5. Graph like data using Neo4j Graph Database

5. Graph like data using Neo4j Graph Database

This is the 5th blog as part of the series Full Stack: Remastering Master Data Management into graph like data. Hope you enjoy the series and find it useful !!

Introduction

In today's world, people don’t just need to manage larger volumes of data – they need to generate insight from their existing data. In this case, the relationships between data points matter more than the individual points themselves.

In order to leverage data relationships, organizations need a database technology that stores relationship information as a first-class entity. That technology is a graph database.

Ironically, legacy relational database management systems (RDBMS) are poor at handling data relationships. Their rigid schema make it difficult to add different connections or adapt to new business requirements.

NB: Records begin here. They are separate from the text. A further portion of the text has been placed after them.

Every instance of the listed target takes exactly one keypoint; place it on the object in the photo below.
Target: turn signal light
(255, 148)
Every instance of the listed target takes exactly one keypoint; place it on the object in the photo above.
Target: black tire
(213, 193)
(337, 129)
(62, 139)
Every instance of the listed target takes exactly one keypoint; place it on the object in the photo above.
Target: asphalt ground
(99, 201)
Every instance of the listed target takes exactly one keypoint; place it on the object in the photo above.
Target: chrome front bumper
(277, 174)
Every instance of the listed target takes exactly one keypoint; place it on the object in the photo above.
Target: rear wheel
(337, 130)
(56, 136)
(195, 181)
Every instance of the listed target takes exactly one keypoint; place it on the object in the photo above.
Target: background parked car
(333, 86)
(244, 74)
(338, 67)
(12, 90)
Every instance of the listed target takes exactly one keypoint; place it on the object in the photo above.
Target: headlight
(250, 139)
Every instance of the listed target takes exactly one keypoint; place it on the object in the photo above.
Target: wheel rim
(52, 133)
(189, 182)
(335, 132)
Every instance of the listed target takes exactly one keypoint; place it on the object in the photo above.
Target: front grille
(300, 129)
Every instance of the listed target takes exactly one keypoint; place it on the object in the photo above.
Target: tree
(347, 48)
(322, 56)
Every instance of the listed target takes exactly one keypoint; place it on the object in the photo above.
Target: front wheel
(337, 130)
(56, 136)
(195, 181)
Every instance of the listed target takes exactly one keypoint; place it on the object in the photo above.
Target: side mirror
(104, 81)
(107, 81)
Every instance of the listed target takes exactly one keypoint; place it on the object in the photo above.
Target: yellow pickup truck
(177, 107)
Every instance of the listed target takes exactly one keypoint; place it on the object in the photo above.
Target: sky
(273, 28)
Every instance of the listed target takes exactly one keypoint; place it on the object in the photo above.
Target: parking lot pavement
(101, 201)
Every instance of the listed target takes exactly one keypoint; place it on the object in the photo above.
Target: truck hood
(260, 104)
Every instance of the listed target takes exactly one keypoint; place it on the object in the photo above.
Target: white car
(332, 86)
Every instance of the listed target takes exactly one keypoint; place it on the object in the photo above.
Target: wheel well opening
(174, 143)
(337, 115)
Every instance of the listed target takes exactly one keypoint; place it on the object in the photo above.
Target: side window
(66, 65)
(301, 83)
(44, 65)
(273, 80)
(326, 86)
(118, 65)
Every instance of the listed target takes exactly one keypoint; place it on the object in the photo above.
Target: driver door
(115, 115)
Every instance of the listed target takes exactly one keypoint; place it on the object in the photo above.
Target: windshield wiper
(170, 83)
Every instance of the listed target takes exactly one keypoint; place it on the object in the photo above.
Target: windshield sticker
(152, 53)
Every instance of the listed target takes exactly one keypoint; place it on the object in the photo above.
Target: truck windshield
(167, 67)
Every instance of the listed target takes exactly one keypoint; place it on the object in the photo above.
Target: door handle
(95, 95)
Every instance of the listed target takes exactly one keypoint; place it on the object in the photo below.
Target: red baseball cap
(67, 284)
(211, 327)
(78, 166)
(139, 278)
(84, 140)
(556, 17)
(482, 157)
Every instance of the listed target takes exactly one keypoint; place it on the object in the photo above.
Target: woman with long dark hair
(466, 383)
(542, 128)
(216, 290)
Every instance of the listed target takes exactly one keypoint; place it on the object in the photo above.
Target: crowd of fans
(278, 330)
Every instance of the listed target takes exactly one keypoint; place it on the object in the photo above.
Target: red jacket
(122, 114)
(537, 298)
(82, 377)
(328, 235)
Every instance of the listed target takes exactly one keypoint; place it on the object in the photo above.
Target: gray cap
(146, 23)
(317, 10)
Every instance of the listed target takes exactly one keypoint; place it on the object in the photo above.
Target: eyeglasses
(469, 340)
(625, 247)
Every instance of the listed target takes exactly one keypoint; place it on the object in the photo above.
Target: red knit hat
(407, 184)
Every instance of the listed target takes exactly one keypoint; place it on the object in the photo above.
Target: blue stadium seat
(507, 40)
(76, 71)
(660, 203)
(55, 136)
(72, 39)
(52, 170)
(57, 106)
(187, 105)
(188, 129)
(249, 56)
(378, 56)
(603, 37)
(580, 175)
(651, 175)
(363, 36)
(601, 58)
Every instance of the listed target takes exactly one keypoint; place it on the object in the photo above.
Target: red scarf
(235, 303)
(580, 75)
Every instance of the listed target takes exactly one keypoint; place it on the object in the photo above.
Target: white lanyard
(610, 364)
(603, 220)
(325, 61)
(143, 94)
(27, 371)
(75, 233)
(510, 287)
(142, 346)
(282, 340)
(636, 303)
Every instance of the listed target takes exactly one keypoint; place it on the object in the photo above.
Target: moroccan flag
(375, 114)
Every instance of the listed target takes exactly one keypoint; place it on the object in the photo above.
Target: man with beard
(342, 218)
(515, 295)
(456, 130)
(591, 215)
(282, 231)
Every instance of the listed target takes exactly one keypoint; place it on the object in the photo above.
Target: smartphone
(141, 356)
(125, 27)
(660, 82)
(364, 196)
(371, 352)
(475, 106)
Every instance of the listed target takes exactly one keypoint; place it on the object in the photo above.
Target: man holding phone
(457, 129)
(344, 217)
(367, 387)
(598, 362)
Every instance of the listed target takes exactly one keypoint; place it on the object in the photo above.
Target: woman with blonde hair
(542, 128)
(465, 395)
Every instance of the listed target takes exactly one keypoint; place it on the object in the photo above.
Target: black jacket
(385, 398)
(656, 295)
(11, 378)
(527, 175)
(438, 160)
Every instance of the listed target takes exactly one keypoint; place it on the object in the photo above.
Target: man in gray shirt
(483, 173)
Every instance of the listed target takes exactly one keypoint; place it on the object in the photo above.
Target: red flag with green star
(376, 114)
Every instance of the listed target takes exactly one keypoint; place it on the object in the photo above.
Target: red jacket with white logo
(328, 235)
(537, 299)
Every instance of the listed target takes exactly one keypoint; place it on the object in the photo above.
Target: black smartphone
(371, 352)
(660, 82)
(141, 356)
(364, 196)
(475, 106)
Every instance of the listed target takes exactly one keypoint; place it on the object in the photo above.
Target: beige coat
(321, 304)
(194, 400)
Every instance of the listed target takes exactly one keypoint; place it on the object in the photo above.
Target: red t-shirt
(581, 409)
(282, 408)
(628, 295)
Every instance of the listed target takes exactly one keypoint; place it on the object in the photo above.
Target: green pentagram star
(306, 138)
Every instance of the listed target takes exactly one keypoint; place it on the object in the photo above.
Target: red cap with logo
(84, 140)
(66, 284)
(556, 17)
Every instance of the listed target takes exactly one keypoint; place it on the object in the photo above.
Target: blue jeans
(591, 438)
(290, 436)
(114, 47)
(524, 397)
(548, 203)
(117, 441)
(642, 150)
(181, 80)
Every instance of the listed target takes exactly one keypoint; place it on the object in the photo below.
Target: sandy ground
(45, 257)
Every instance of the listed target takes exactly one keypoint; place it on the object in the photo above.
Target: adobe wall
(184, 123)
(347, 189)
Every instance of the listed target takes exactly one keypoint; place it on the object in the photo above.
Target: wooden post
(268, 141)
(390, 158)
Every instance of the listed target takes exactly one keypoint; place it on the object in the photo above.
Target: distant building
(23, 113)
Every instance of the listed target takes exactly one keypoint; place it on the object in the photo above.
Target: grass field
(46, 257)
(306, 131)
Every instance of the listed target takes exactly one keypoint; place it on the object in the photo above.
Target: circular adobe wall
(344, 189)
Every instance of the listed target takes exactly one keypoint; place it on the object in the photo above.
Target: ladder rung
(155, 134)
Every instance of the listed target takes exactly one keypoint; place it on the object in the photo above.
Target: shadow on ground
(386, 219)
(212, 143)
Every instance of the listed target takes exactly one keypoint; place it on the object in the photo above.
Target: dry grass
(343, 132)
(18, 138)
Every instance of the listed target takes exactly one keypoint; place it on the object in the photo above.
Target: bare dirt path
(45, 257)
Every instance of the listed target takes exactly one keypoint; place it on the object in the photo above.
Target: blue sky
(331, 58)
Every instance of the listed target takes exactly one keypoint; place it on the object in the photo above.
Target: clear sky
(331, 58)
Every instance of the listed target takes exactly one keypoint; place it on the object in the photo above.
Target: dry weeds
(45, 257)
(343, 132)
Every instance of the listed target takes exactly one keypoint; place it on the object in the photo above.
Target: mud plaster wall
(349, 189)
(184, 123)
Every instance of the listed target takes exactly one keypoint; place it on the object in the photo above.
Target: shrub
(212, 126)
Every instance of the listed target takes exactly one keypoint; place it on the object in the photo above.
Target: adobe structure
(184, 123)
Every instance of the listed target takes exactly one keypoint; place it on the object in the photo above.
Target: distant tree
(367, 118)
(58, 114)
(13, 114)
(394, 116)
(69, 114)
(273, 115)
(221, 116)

Not only do graph databases effectively store data relationships; they’re also flexible when expanding a data model or conforming to changing business needs.

Graph

Advantages of using a Graph database

We live in a connected world! There are no isolated pieces of information, but rich, connected domains all around us. Only a database that natively embraces relationships is able to store, process, and query connections efficiently. While other databases compute relationships at query time through expensive JOIN operations, a graph database stores connections alongside the data in the model.

Accessing nodes and relationships in a native graph database is an efficient, constant-time operation and allows you to quickly traverse millions of connections per second per core.

Independent of the total size of your dataset, graph databases excel at managing highly-connected data and complex queries. With only a pattern and a set of starting points, graph databases explore the neighboring data around those initial starting points — collecting and aggregating information from millions of nodes and relationships — and leaving any data outside the search perimeter untouched.

What is Neo4j?

Neo4j is an open-source, NoSQL, native graph database that provides an ACID-compliant transactional backend for your applications. It is referred to as a native graph database because it efficiently implements the property graph model down to the storage level. This means that the data is stored exactly as you whiteboard it, and the database uses pointers to navigate and traverse the graph. In contrast to graph processing or in-memory libraries, Neo4j also provides full database characteristics, including ACID transaction compliance, cluster support, and runtime failover – making it suitable to use graphs for data in production scenarios.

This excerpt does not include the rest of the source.